No doubt the Kashmir issue comes in the way. Here, too, we have to ask ourselves frankly: how is it that the people of the Kashmir Valley, who stood like a rock against the invaders from across Pakistan fortyfive years ago, have today no qualms in taking arms from Pakistan to unseat the Indian presence in the Valley? Does it not impose a renewed responsibility upon us to win them over? Would not that be the most fitting contribution to the building up of a better relationship with Pakistan? Not that this country has always been wrong on this or other count. Indo-Pak amity can hardly be built by condemning India. What needs to be done is a serious engagement at frank introspection on the part of both—preferably together.

Angry demonstrations against Pakistani lapses would lead us nowhere. We have to respond to the challenge with maturity and statesmanship, worthy of a great nation that we are.

(‘Editor’s Notebook’, Mainstream, June 6, 1992)

We Must All Resist BJP’s Two-Nation Theory

Ayodhya has become the epicentre of a cyclone that threatens to spell disaster for the political fabric of this country. For the fourth year now, it has virtually taken over the centre-stage of national politics.

What has been achieved so far is that actual confrontation is averted almost at the very last moment by a desperate move to buy time, so that a little more space may be available to tackle the dispute over the question of the proposed Ram Mandir, requiring the pulling down of the Babri Masjid structure. The strategy so far pursued has been the insistence on the part of the government—initiated by Chandra Shekhar and pursued meticulously by Narasimha Rao—for dialogue between the two contending parties which, if fruitless, would be referred to the judiciary for the final verdict. As a part of this exercise, the government arranged for the meeting between the representatives of the Vishwa Hindu Parishad and the All-India Babri Masjid Action Committee alongwith some of the Ministers, which took place twice in October, and for the last time on November 8.

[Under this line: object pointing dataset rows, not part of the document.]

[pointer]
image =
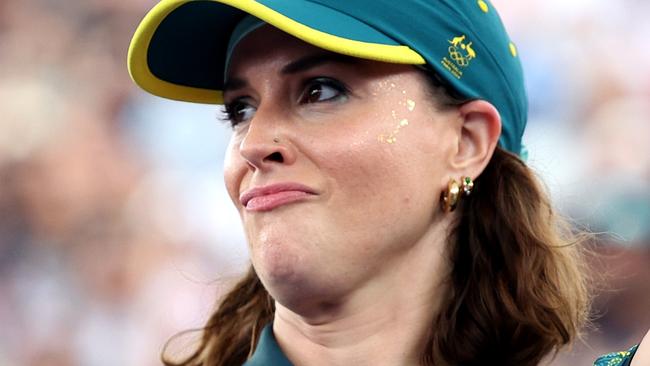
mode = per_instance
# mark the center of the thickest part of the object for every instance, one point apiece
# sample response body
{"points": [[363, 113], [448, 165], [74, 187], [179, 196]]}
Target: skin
{"points": [[357, 269]]}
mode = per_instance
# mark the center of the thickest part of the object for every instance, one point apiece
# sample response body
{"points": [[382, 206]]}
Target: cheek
{"points": [[232, 172]]}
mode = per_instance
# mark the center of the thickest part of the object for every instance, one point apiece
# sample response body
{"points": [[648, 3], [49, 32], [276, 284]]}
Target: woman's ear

However, this approach could not be pursued because of the intransigence of a section of the militant Hindu camp represented by the VHP and its allies threatening to resume kar seva from December 6, which would have meant the defiance of the existing court ban on all construction in the area under dispute.

On the issue of leaving the entire question to a judicial verdict, the BJP has so far taken an ambivalent position. Without categorically stating whether it would either accept or reject any court verdict on the dispute, it raises the point that in matters of faith, one cannot take the court as the final arbiter. The VHP goes further and makes it clear that court verdict or not, it would not budge from its clamour to pull down the Babri structure. In recent days, some of the pronouncements of the VHP leaders have a disturbing ring—neither the tenets of the Constitution nor of any verdict by the judiciary could come in the way of faith. In other words, they insist on having their way without any compromise.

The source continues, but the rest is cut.